I went looking through base code and noticed that $(TMP_DIR) and $(TMPDIR) are both pointed to $(TOPDIR)/tmp. This writes temporary files to disk, since $(TOP_DIR) is the OpenWrt buildroot.
Is there a reason this isn't pointing to RAM? Is there a reason I shouldn't remove ./tmp as a directory and symlink it to /tmp?
Right, I saw the target and kernel temp files.. but, Would it be faster to use RAM for temp file stuff than even an SSD can offer? Even if it has to re-create the .kconfigxxxx and package index? Does OpenWrt not use $(TMP_DIR) for processing at all?
yes... it's mostly the io from build_dir/targ*/lin*/tmp @ image.mk where bin_dir is on the same disk...
( edit: technically if you enable ccache and also place that on ramdisk... you'll see quite a speed increase in subsequent builds, the rest of the stuff as mentioned is often used on subsequent builds to actually speed things up by not performing stuff that hasn't changed... )
I was facing a situation where I wanted to use $(TMP_DIR) for compat rather than trying to call /tmp for processing archival files but then realized all of the unnecessary IO calls made me stop and question it.
test with ccache... then test with ccache on ramdisk...

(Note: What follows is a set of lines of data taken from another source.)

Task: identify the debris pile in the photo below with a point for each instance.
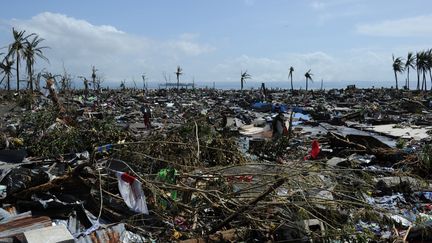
(351, 165)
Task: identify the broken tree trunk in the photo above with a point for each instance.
(244, 208)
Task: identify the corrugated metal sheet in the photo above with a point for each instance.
(112, 234)
(20, 225)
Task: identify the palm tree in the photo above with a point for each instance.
(410, 63)
(31, 51)
(6, 68)
(419, 60)
(94, 70)
(16, 49)
(397, 67)
(178, 73)
(290, 76)
(422, 68)
(429, 65)
(308, 76)
(243, 77)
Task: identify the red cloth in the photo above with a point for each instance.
(315, 149)
(127, 178)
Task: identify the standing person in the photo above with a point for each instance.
(278, 126)
(147, 115)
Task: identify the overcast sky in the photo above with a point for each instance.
(340, 40)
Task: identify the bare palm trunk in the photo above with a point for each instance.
(396, 80)
(292, 86)
(430, 75)
(418, 79)
(17, 71)
(178, 83)
(8, 82)
(31, 78)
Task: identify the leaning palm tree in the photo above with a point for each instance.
(410, 63)
(422, 68)
(308, 76)
(290, 76)
(16, 49)
(31, 51)
(178, 73)
(418, 64)
(397, 67)
(94, 70)
(6, 68)
(243, 77)
(429, 65)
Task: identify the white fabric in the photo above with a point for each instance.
(132, 194)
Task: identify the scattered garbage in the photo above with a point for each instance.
(205, 165)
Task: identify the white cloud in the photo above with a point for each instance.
(352, 65)
(117, 54)
(407, 27)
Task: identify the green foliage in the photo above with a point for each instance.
(400, 143)
(49, 137)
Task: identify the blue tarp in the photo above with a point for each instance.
(261, 106)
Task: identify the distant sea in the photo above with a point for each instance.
(274, 85)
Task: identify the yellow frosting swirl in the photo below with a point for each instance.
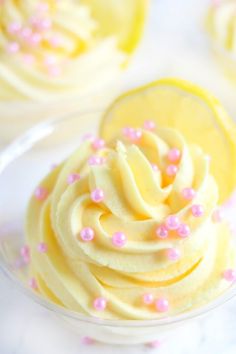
(221, 24)
(137, 198)
(49, 50)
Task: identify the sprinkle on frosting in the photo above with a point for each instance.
(100, 304)
(87, 234)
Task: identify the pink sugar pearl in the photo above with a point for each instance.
(98, 144)
(97, 195)
(28, 59)
(25, 254)
(41, 193)
(155, 167)
(172, 222)
(173, 254)
(136, 135)
(100, 304)
(73, 177)
(119, 239)
(149, 125)
(162, 305)
(183, 231)
(25, 251)
(42, 247)
(174, 155)
(14, 28)
(197, 210)
(162, 232)
(217, 216)
(13, 47)
(87, 234)
(188, 193)
(33, 283)
(230, 275)
(55, 41)
(26, 33)
(148, 298)
(171, 170)
(35, 39)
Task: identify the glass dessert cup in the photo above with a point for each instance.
(22, 165)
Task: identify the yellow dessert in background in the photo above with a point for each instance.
(128, 227)
(221, 28)
(55, 51)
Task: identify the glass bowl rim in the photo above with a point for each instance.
(20, 146)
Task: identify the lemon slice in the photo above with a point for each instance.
(189, 109)
(122, 18)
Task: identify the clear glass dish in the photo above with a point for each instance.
(22, 166)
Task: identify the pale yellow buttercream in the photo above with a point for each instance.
(79, 59)
(73, 273)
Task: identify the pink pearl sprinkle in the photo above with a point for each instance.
(217, 216)
(95, 160)
(87, 234)
(197, 210)
(148, 299)
(98, 144)
(230, 275)
(162, 232)
(42, 247)
(171, 170)
(25, 251)
(33, 283)
(173, 254)
(13, 47)
(188, 193)
(174, 155)
(35, 39)
(155, 167)
(172, 222)
(26, 33)
(14, 28)
(136, 135)
(119, 239)
(149, 125)
(97, 195)
(183, 230)
(73, 177)
(41, 193)
(162, 305)
(87, 341)
(25, 254)
(28, 59)
(127, 131)
(100, 304)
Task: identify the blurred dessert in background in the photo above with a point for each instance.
(54, 54)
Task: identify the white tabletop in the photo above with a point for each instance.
(174, 45)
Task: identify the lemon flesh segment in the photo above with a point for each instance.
(189, 109)
(123, 19)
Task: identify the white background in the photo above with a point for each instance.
(174, 45)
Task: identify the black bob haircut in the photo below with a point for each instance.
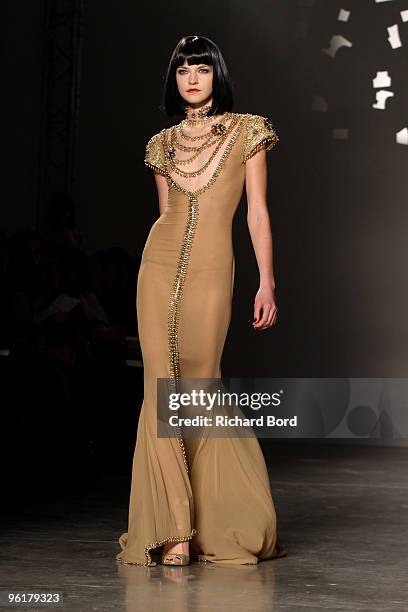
(197, 50)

you can get some good stats with '-s';
sample-ccache-stats
# ccache -s
cache hit (direct) 47845
cache hit (preprocessed) 7209
cache miss 21268
cache hit rate 72.13 %
called for link 603
called for preprocessing 2890
compiler produced empty output 2241
preprocessor error 7850
unsupported code directive 559
no input file 10356
cleanups performed 0
files in cache 59147
cache size 2.0 GB
max cache size 15.0 GB
I actually don't use ccache either I ran into problems with ccache when I was building all the packages, and it's just been easier to forgo it.. I'll have to try it again. I do enough scratch compiles I can test it a variety of ways, I suppose.
@jow said ccache was disabled on the buildbots because it was more trouble than it was worth, but my issue was a limit issue with luci and CONFIG_ALL=y. I just never turned it back on once I stopped having to build everything out like that. I'll give it another shot.